Ajax impact on server scaling

Our discussion of Zimbra server scaling has engendered at least one spin-off: The question of the impact of rich Ajax client applications on the servers that support them. Let’s consider the big picture first, and then we will dig into Ajax …


Applications broadly consist of UI logic, business logic, and data (access & update) logic. In the old days, all of this logic ran on a “mainframe” server, which meant that per user operation, the server was responsible for doing all of the work. Traditional fat client applications, on the other hand, off-load all of the UI and most of the business logic (modulo stored procedures and triggers) from the server to the client. Fat client app’s could nevertheless hammer their servers simply by not being sophisticated about how much and how often data was being requested—that is, data shipping to the client can be more expensive than function shipping to the server (with stored procedures, triggers, et al). With a reasonably smart design, however, fat client applications typically use more client and less server CPU per operation than a corresponding server-centric application.

In terms of its broader application architecture, the Web platform looks a lot more like a mainframe application: Yes, the 3270 green screen is replaced by a far richer browser and hypertext mark-up, but more of the UI and virtually all of the business logic (modulo Javascript field validation) is done on the server. (Indeed, one of the big frustrations application architects continue to have with the typical Internet application is that while we advocated a strong separation of UI logic (JSP) from business logic (JavaBeans, EJBs) and data logic (JDBC), many applications violate modular design principals by sprinkling JDBC calls directly into their JSPs.) Of course, the fat client model simply does not work on the Web: organizations can ill afford to ship their business-critical, confidential data off for untrusted applications to manipulate. However, we should recognize that in general Web applications are inherently more expensive in terms of server load than traditional client server, because the server code is also responsible for the computationally-significant UI work of constructing the HTML response for each HTTP request.

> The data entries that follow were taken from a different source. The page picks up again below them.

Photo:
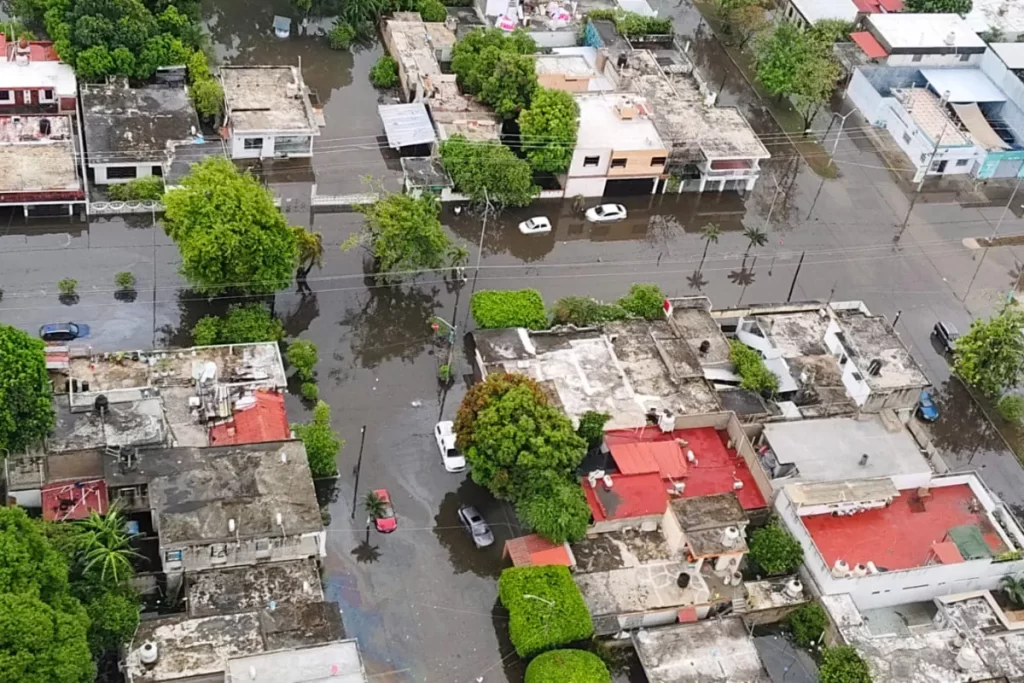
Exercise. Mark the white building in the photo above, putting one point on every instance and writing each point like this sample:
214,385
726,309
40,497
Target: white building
269,114
886,546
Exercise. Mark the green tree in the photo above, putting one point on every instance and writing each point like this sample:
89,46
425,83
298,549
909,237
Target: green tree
514,440
962,7
549,130
488,172
322,442
558,512
843,665
990,355
774,549
303,356
228,230
404,233
567,667
591,427
26,397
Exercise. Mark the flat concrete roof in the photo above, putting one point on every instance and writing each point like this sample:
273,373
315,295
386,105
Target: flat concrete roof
830,450
713,651
267,99
126,125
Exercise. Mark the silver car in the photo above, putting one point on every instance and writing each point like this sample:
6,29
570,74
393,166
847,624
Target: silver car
475,524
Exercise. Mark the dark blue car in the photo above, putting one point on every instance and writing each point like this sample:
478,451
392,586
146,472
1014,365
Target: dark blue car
62,332
927,410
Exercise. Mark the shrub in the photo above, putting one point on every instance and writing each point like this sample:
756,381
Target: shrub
341,36
567,667
431,10
535,624
519,308
147,188
583,311
309,390
124,280
302,355
644,301
384,73
1011,408
750,365
774,550
807,624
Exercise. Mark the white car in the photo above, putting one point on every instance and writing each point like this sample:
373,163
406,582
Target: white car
606,213
536,225
444,433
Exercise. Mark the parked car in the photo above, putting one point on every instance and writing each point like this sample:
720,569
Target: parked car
444,433
62,331
606,213
536,225
927,410
947,335
476,525
387,522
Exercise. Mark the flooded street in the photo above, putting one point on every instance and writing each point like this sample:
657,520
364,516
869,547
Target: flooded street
422,601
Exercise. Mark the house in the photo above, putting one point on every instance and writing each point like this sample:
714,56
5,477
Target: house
133,132
619,148
268,113
33,80
884,545
923,40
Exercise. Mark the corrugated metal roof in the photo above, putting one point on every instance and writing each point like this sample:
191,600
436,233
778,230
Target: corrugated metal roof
407,124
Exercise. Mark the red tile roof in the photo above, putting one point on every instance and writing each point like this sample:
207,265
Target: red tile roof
868,44
666,458
630,496
266,421
531,550
74,500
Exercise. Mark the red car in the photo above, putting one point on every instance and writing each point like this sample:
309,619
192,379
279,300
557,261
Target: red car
387,522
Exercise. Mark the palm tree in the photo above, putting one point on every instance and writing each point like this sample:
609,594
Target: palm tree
105,546
710,232
755,238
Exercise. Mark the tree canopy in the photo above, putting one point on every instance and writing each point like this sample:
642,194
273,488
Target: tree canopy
488,172
26,397
229,232
404,233
549,130
515,441
990,355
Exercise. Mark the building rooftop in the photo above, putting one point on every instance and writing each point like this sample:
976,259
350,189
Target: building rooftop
334,663
195,492
711,651
833,450
202,647
38,157
128,125
903,535
267,99
907,31
601,125
251,588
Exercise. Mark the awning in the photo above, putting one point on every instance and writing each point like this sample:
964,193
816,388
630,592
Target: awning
980,130
407,124
869,44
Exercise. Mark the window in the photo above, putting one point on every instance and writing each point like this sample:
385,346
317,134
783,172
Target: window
121,172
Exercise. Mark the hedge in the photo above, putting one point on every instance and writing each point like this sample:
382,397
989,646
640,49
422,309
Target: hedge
495,309
535,625
567,667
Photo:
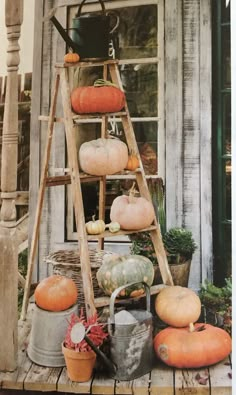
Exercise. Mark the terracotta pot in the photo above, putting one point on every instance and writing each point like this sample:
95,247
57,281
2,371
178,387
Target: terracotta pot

Now to Ajax. I’ve been describing Ajax as a husky client architecture (somewhere between “thin” and “fat”, but with the deployment advantages of “thin”) because the network boundary between client- and server-side code is defined by the application programmer! The client consumes an XML network binding to a reusable application service (think service-oriented architecture or SOA). That is precisely the modular separation that Web application architects have been advocating for years, even when all of the actually code was running on the server-side. I believe the largest benefit of Ajax and SOA is in re-use, security, and maintenance, but there are significant performance ramifications as well. Specifically, compared to a traditional Web application, Ajax/SOA app’s consume less server-side CPU, because the UI processing is off-loaded to the client (just watch your CPU meter when Ajax is getting crunched in your browser).

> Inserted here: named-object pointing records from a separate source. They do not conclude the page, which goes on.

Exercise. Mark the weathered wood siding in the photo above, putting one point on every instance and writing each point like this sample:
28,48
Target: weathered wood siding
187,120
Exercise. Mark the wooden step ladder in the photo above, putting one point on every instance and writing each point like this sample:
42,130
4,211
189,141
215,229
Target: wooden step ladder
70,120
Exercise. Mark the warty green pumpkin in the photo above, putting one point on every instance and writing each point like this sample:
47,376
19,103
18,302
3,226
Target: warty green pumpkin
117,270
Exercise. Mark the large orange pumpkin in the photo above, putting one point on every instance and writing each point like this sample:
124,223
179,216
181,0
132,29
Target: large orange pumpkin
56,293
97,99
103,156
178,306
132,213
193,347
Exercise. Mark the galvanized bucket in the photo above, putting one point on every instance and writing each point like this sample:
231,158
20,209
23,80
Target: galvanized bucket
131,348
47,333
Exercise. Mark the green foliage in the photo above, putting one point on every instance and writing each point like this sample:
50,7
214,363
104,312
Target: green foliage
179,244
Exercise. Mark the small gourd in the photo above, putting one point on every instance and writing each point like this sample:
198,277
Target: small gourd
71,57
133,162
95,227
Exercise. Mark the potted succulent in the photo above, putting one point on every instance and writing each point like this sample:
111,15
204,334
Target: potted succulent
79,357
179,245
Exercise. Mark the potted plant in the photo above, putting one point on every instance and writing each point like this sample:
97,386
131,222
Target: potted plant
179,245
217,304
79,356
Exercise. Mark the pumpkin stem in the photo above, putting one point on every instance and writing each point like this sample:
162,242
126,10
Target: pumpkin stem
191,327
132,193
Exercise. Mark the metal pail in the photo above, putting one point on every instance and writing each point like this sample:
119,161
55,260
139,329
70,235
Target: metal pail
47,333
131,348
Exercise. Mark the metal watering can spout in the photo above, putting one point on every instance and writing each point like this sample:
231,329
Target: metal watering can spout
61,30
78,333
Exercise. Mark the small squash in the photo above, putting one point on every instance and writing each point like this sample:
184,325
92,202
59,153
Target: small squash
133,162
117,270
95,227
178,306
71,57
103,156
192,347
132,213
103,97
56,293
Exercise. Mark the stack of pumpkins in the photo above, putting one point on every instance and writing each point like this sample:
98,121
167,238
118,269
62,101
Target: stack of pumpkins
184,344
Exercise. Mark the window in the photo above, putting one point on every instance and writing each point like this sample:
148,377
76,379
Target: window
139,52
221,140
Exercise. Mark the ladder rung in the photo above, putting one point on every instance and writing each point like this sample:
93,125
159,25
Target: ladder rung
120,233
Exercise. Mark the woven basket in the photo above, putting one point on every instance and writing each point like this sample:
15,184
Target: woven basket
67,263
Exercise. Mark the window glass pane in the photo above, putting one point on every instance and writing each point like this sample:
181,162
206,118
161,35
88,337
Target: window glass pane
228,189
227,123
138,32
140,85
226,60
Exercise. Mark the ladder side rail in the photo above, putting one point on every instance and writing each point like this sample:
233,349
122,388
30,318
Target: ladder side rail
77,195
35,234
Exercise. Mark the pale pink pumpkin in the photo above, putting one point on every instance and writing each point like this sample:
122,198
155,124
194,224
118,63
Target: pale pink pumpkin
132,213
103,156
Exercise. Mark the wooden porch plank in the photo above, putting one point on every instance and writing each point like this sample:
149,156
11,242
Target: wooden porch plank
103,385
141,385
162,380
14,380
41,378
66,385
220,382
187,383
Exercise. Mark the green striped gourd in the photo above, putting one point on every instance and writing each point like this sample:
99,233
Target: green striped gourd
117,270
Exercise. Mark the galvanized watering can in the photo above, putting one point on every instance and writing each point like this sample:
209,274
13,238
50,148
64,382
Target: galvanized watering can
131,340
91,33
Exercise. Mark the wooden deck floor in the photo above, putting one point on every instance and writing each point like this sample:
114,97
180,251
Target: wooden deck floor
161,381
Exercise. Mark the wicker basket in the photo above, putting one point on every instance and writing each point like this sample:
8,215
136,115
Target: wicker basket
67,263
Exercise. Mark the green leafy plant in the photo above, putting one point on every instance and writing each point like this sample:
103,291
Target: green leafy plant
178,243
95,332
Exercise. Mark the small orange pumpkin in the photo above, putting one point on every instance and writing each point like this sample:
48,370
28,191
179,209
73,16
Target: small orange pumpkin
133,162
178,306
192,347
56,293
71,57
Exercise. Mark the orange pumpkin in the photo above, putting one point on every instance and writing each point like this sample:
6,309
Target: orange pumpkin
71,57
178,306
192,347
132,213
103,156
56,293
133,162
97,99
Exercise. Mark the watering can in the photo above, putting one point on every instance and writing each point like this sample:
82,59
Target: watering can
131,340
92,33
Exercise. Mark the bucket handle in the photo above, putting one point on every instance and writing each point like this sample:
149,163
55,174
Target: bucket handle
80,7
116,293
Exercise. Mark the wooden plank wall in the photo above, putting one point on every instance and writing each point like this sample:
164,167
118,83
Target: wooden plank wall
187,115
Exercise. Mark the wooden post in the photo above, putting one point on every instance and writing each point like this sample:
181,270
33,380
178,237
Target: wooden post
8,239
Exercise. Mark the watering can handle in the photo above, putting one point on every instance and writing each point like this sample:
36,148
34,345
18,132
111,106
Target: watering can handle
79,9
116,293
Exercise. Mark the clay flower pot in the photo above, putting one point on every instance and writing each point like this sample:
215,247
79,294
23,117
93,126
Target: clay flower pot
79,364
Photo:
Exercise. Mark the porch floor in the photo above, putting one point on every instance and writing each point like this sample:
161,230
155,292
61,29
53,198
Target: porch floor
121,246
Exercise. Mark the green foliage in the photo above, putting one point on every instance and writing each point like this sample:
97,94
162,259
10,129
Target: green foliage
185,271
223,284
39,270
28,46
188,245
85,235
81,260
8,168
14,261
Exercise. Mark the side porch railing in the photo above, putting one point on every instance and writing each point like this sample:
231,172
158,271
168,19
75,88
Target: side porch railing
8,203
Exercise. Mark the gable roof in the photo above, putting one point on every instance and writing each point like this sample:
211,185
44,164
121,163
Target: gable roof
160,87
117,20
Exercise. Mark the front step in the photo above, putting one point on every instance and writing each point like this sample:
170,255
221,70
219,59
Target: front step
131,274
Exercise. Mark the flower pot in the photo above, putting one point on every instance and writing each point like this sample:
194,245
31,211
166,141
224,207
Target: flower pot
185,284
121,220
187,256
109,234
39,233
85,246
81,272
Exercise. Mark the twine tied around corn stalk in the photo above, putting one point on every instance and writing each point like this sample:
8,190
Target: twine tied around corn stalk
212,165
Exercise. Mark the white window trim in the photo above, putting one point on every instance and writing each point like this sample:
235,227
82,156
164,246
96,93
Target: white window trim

No doubt, this is a generalization: The Ajax/SOA architecture requires that the client generate XML invocations for the server and then parse the XML (or interpret JSON) responses. Since XML processing is computational expensive on the server as well as the client, it is definitely possible to craft poorly performing Ajax applications. But in general, the performance hurdles in realizing Ajax are browser-based rather than server-based, simply because the UI computation has been off-loaded to the client. In fact, Ajax applications tend to go to the server more often than typical Web applications, since the cost of the server invocation to, say, get my appointments when I mouse-over a date, is far cheaper on both the server and the network than generating a new page (especially when the result set is cached for subsequent access). That finer granularity of access does require that Ajax server logic be more stateful than some Web applications (although the broad trend there is to statefulness as well). However, in terms of the server-side workload, our claim (borne out by our experience to date) is that the typical Ajax application will have a smaller footprint than an analogous Web application. The same is true of network bandwidth—Ajax applications generally consume less than traditional Web app’s, with the caveat that the initial download of the Ajax client code can be a significant hit if you’re not on broadband.

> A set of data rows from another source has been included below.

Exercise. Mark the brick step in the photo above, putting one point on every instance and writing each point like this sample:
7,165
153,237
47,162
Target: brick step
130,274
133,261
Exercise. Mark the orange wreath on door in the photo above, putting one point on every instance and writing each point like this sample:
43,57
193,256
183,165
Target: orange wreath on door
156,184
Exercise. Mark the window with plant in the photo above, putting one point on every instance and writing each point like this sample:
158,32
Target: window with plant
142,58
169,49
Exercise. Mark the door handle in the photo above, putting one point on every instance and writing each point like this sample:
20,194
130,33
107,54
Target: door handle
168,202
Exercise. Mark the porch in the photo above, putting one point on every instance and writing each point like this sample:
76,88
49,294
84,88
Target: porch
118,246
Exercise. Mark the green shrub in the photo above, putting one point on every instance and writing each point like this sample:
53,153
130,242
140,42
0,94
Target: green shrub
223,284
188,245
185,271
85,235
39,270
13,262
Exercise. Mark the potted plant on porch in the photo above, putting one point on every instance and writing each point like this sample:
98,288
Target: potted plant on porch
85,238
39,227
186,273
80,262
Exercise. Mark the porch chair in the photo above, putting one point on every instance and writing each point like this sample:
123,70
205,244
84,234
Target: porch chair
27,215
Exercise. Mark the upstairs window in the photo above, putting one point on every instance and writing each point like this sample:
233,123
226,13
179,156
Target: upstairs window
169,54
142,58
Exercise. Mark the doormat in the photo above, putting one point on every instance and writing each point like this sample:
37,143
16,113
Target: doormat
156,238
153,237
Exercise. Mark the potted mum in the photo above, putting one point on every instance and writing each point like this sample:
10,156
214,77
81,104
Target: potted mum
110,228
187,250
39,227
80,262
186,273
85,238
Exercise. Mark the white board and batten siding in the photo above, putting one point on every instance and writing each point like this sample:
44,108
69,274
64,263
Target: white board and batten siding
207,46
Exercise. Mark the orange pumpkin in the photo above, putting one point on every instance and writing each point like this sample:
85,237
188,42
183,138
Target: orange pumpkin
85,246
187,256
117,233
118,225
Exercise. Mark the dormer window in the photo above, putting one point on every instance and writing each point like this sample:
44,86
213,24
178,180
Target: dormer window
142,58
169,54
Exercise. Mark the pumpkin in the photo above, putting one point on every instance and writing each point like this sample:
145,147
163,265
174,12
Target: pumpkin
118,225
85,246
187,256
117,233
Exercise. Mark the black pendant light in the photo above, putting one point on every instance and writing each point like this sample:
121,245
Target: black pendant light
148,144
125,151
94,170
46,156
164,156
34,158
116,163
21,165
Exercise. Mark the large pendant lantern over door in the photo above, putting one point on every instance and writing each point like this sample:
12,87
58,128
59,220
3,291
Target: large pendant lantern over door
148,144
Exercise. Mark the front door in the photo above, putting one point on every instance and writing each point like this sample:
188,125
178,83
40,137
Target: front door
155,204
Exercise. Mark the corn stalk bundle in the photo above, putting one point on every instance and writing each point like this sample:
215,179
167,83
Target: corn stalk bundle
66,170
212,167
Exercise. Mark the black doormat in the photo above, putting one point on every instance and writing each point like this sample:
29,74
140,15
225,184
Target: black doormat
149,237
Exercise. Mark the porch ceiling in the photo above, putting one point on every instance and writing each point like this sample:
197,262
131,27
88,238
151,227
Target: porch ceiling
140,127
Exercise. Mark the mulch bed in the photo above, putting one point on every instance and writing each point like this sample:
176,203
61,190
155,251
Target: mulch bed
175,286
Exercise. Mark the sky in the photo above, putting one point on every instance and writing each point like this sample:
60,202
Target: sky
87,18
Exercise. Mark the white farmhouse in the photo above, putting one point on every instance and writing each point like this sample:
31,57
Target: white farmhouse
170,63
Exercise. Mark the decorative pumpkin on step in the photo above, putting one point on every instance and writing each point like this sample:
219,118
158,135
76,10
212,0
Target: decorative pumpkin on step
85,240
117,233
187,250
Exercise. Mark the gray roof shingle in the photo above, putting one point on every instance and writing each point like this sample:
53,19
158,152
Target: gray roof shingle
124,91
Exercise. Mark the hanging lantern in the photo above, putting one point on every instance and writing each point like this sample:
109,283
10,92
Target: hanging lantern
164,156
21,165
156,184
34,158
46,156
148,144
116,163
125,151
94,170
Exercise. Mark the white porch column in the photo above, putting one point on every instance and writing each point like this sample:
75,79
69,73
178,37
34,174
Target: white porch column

Most importantly, however, is the fact that the interface between Ajax client and server application (whether it is written in Java, C#, PHP, or Ruby on Rails) is chosen by the application designer. Spend effort choosing that boundary well—for modularity, for re-use/mash-up, for security, for performance, and for longevity—and server workload will be far less of a challenge than it otherwise would be.

Just an aging Web/Java architect’s $.02. Thoughts?